2011-12-31 06:29:14 | Weblog
12月31日付 編集手帳 読売新聞
 {波止場のある町で育ったので、一句がまとう夜の匂いが懐かしい。〈バーテンは霧笛の船の名を知れり〉(富岡 桐人 ( とうじん ) )。俳人が女優安奈淳さんの父君であることを、安奈さんの随筆で知った。
◆子供の頃は酒場にまだ縁がなく、船の名を教えてくれるバーテンさんの知り合いもいなかったが、霧笛には思い出がある。大みそかの夜、日付が変わると同時に停泊中の船から一斉に鳴り出す霧笛は、 埠頭 ( ふとう ) のそばにお住まいの方にはおなじみだろう。
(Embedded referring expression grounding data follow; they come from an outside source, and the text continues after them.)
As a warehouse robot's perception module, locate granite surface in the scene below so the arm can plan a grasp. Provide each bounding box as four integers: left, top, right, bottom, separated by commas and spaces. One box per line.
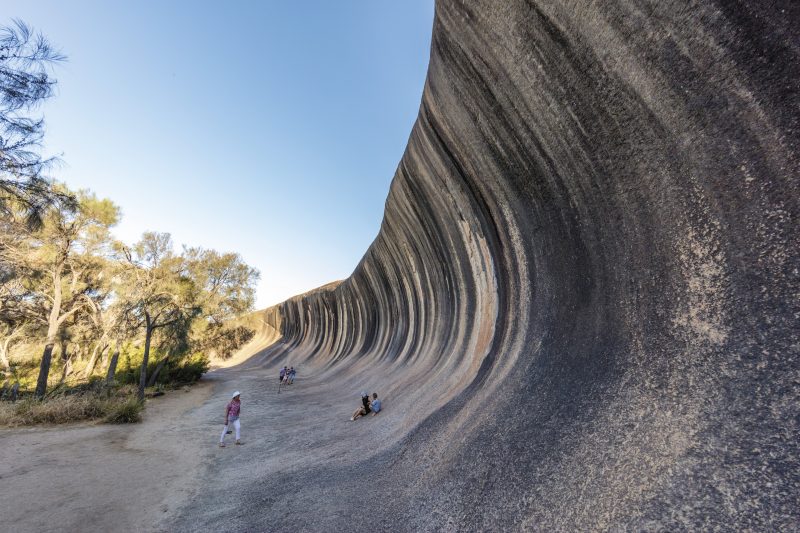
178, 0, 800, 531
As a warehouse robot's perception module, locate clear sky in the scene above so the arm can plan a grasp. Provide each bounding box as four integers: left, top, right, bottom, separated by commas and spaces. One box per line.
0, 0, 433, 307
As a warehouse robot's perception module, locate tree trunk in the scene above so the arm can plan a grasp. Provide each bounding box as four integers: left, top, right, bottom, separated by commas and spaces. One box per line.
0, 336, 11, 372
58, 342, 72, 385
36, 340, 55, 400
106, 341, 119, 385
147, 354, 169, 387
83, 342, 108, 379
139, 313, 153, 401
35, 265, 62, 400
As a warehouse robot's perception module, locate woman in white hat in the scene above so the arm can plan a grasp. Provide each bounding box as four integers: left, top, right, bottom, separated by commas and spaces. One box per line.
219, 391, 242, 448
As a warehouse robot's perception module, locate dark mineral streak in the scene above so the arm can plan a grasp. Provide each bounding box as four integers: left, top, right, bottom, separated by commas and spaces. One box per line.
248, 0, 800, 531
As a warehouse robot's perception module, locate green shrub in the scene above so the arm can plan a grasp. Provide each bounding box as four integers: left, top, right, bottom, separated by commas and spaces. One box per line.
0, 387, 144, 426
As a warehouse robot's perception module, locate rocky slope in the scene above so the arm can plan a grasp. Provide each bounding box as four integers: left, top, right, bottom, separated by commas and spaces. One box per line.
248, 0, 800, 531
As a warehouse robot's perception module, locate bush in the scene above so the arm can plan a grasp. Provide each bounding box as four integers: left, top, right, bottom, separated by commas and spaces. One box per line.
0, 390, 144, 426
164, 353, 209, 383
105, 397, 144, 424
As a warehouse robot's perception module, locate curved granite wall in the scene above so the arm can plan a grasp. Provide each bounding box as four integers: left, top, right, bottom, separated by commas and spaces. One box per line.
255, 0, 800, 530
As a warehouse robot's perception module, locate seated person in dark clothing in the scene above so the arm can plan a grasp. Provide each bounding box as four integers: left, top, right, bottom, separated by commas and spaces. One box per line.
350, 392, 370, 421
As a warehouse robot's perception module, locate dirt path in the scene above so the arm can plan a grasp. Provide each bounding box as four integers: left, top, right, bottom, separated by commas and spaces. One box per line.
0, 380, 214, 531
0, 344, 396, 532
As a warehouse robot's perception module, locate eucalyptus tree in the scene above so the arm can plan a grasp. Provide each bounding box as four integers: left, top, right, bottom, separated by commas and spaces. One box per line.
0, 186, 119, 398
0, 21, 73, 227
141, 248, 259, 385
120, 232, 202, 400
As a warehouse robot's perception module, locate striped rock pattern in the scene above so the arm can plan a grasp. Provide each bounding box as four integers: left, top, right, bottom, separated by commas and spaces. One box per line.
247, 0, 800, 531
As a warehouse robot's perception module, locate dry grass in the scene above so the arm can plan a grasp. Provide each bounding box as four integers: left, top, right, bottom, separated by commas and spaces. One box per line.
0, 393, 143, 427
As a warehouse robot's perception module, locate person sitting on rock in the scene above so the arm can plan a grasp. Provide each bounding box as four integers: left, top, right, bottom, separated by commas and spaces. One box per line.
350, 392, 370, 421
369, 392, 381, 416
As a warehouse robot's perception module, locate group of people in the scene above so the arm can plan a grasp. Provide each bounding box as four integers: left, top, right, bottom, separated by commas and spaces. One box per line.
219, 367, 388, 448
350, 392, 381, 422
279, 367, 297, 385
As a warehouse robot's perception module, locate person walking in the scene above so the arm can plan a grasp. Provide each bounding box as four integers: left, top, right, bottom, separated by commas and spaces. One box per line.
219, 391, 242, 448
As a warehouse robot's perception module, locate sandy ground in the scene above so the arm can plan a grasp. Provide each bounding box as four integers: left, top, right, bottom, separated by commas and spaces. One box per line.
0, 342, 393, 531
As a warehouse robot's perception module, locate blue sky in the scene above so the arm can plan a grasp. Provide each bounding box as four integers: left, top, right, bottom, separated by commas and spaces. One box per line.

◆静寂に余韻のしみ入る除夜の鐘も味わい深いが、今年は何十年かぶりで除夜の霧笛に心をひかれている。安否を尋ね合っては涙し、無事を知らせ合っては涙した年の終わりには、哀調を帯びて呼び交わす霧笛が似合うかも知れない。
◆〈われわれは後ろ向きに未来へ入ってゆく〉。あたかも行く手に背を向けてボートを 漕 ( こ ) ぐように。詩人バレリーの言葉という。人が見ることのできる景色は過去と現在だけである。あの日、あの朝、すぐ後ろに何が待っているか、誰も知らなかった。
◆忘れたいものと、忘れてはいけないものと、心に重い船荷を載せた今年の航海も、じきに終わる。}

 今年も大晦日となり、除夜の鐘のを撞きにきてもらう為に、ドラム缶でたき火をして体を温め、甘酒も用意している。今年は3、11の震災で多くの被災者と家族を失い、多変な一年であった。四苦八苦の一年を来年は良い年でありたいと思う。108の鐘は4*9=36、8*9=72、36+72=108となるそうだ。港が近ければ霧笛で新年を迎えるのもムードがあって良いかも知れないが、しんみりと除夜の鐘を聞くより、実際に除夜の鐘を撞くのも、良いですよ。